In this parody of hard-boiled detective mysteries, feline private eye Manx McCatty's efforts to clean up the San Francisco waterfront include numerous confrontations with low-life hoods, stoolies, extortionists, and Gato Nostro kingpin Tabby Tonelli
When I was young, I was obsessed with this book. I came about it in a geocache (back when finding geocaches in the woods was a thing), and the idea was that I was supposed to read the book and then pass it on. But I read the book, and then read it again, and then read it about a dozen more times, and by that then I decided I wasn't going to pass it along--I was going to keep it forever.

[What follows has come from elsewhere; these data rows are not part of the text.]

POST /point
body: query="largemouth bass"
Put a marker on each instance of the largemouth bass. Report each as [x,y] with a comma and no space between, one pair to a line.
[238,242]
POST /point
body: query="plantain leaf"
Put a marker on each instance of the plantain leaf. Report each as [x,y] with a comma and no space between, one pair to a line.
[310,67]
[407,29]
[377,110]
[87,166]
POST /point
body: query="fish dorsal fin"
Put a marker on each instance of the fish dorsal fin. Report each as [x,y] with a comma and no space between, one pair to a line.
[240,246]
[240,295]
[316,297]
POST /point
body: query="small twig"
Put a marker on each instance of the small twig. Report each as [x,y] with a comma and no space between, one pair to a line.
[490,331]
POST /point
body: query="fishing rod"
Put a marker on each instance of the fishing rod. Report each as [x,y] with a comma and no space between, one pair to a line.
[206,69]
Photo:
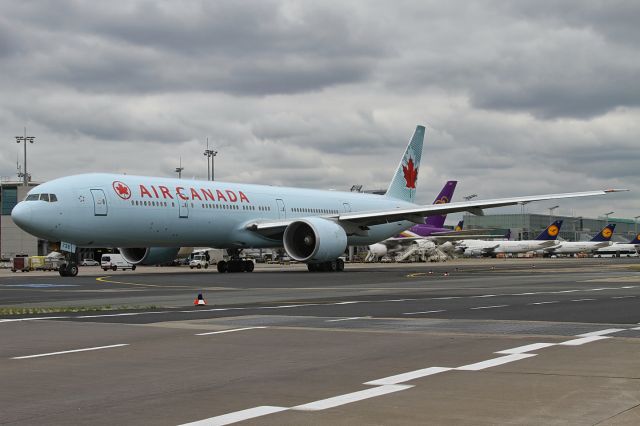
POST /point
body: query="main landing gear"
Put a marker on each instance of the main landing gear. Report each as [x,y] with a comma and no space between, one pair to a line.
[235,263]
[331,266]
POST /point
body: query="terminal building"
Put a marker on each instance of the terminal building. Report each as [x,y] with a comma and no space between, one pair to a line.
[528,226]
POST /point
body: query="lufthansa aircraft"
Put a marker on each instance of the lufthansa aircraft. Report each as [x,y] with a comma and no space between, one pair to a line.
[150,218]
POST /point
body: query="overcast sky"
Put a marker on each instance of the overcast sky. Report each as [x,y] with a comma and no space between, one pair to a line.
[519,98]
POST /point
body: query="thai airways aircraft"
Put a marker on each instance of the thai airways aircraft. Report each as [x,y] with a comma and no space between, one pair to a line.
[150,218]
[632,248]
[417,233]
[546,239]
[602,239]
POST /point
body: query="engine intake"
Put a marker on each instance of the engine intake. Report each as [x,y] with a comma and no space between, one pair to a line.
[149,255]
[314,240]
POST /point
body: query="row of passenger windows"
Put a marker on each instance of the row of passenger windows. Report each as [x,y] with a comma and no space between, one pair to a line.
[306,210]
[50,198]
[204,206]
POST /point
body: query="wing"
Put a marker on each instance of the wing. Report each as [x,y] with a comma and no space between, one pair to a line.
[359,221]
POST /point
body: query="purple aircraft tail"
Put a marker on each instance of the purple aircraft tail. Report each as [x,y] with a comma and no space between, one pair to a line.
[444,197]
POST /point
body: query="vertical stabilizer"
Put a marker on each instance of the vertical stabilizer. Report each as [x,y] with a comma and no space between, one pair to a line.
[552,231]
[605,234]
[444,197]
[403,184]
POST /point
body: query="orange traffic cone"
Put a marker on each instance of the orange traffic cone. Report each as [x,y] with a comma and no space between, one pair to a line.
[199,300]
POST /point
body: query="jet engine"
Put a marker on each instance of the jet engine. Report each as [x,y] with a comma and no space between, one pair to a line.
[149,255]
[378,250]
[314,240]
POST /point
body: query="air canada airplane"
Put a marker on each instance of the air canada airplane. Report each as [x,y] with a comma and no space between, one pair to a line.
[150,218]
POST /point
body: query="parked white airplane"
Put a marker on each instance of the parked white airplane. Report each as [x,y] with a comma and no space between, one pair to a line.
[546,239]
[632,248]
[150,218]
[602,239]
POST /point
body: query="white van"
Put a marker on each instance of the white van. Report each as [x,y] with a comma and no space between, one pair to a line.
[114,262]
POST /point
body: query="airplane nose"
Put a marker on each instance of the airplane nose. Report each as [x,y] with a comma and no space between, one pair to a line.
[21,215]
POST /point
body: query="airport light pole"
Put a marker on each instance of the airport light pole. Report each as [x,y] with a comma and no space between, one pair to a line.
[180,169]
[210,154]
[24,139]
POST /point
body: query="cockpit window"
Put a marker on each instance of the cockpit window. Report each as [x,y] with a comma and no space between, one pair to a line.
[51,198]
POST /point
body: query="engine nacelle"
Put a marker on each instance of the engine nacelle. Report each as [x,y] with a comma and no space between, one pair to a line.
[314,240]
[149,255]
[378,250]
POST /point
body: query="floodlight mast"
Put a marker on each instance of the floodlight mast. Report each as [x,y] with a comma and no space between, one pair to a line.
[24,139]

Of course, I was just a kid, so I didn't understand that the story was supposed to be a parody. I hadn't read all that many (or rather, any) hard-boiled detective stories; I just thought it was a cool book about talking cats. I loved it so much I even tried to write my own version, which featured way too many references to Nancy Drew: Danger on Deception Island, a computer game I was also obsessed with at the time. My story was dated February 2004, which would have made me almost eight and a half.
After a while my obsession with the book faded, and it sat on my bookshelf for many years before I finally packed it away and put it in the attic. Then, the other day, I was talking to someone about geocaching, and I remembered it. I couldn't recall the title, and Google search didn't turn up any results, so today I ventured up to my attic and found it, packed in a box with Nancy Drew books (ironic).

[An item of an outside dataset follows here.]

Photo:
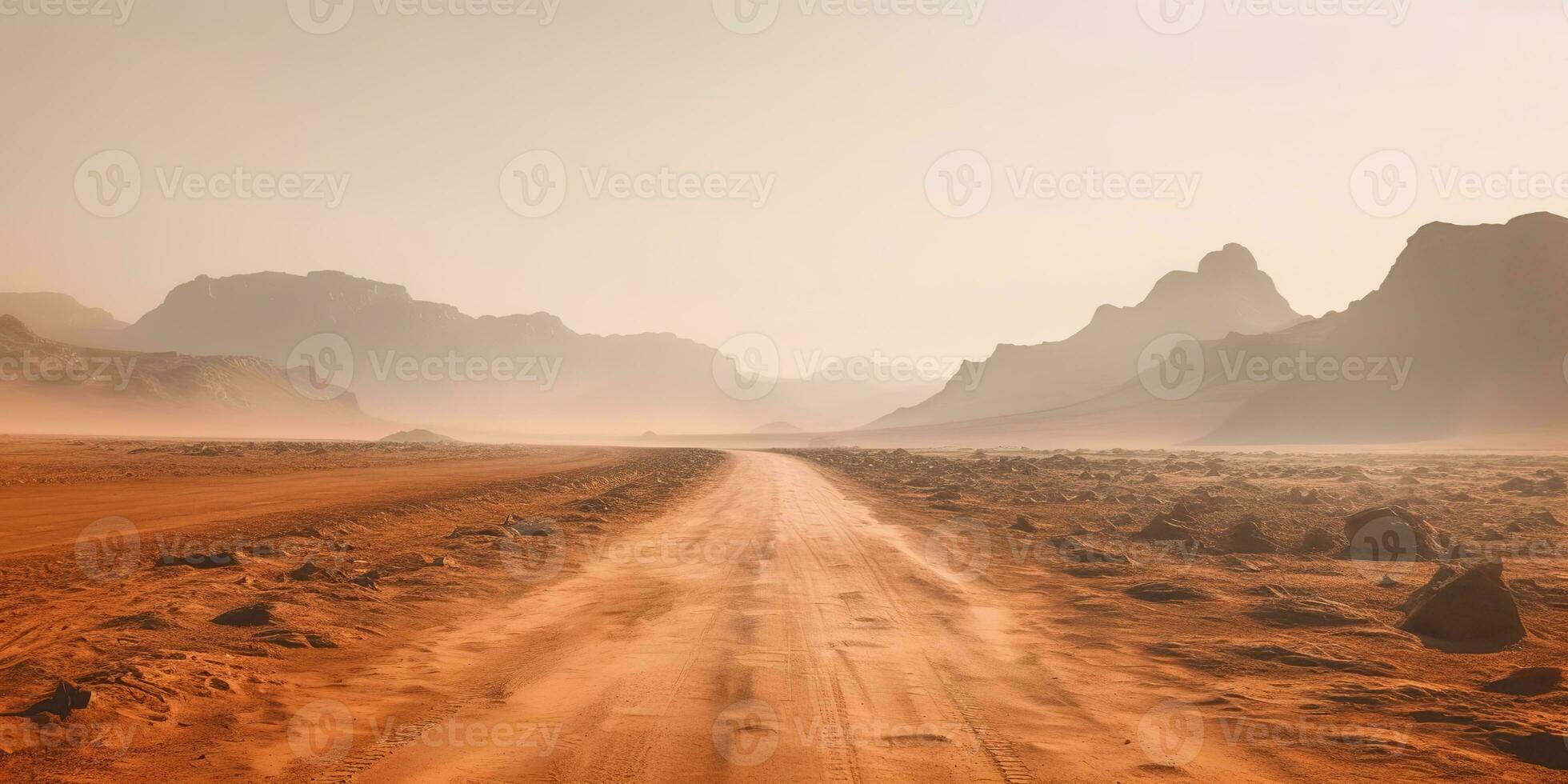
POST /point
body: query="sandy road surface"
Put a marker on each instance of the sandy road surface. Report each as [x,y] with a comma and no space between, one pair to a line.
[770,629]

It took me only an hour or so to reread and I have to say I still enjoyed it. I laughed out loud at some points where the parody was obvious, which I'd missed as a child. It was silly in all its seriousness. I'm glad that I found it again, a relic from my story- and cat-obsessed childhood.

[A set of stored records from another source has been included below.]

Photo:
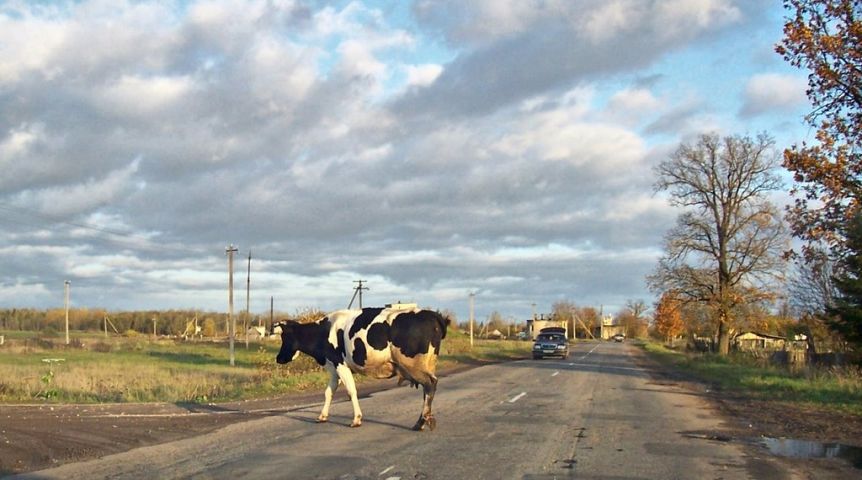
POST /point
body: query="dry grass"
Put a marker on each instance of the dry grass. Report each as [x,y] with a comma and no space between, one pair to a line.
[140,370]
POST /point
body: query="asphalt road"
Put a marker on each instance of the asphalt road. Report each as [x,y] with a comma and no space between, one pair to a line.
[598,414]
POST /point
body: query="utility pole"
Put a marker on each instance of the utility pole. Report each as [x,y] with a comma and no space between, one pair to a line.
[472,295]
[231,321]
[357,290]
[67,290]
[247,323]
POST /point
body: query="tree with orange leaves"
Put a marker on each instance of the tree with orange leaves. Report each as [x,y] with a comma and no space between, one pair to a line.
[667,317]
[823,36]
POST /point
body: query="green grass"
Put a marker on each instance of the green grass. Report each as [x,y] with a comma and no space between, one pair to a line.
[839,389]
[119,369]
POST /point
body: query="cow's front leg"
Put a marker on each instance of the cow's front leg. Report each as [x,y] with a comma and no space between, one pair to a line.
[347,379]
[426,418]
[331,387]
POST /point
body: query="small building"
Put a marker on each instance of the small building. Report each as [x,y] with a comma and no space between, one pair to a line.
[609,328]
[758,342]
[257,333]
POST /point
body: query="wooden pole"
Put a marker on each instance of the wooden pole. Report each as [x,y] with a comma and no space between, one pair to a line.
[68,287]
[231,321]
[471,318]
[247,322]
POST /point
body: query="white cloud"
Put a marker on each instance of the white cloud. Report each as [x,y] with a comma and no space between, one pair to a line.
[422,75]
[143,96]
[18,142]
[78,198]
[772,92]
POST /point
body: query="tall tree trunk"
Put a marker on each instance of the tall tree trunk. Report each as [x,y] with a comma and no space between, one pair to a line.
[723,336]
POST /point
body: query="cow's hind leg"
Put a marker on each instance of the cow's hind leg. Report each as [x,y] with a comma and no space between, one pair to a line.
[429,388]
[347,379]
[331,387]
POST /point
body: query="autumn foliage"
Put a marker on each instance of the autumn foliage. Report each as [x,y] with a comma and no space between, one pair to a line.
[823,36]
[668,318]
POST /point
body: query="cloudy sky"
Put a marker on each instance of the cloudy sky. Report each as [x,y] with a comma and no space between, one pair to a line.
[431,148]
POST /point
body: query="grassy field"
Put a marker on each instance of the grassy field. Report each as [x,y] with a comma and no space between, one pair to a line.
[839,389]
[98,370]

My eight year-old self would hate me if I didn't give it 5 stars.
A fun, light pastiche of hardboiled detective stories, with a cynical Manx cat playing the Sam Spade role among the tough-talking tabbies, salty seacats, and ooh-la-la Persians of a California seaport. Remains fun to the end partly because, unlike Akif Pirincci's Felidae which has a similar premise, it doesn't become overly concerned with Big Issues. Manx McCatty deals with the problems brought to his doorstep, and leaves the pretensions to others. He's got a job to do, and the problems of three little cats don't amount to a hill of beans in this crazy world.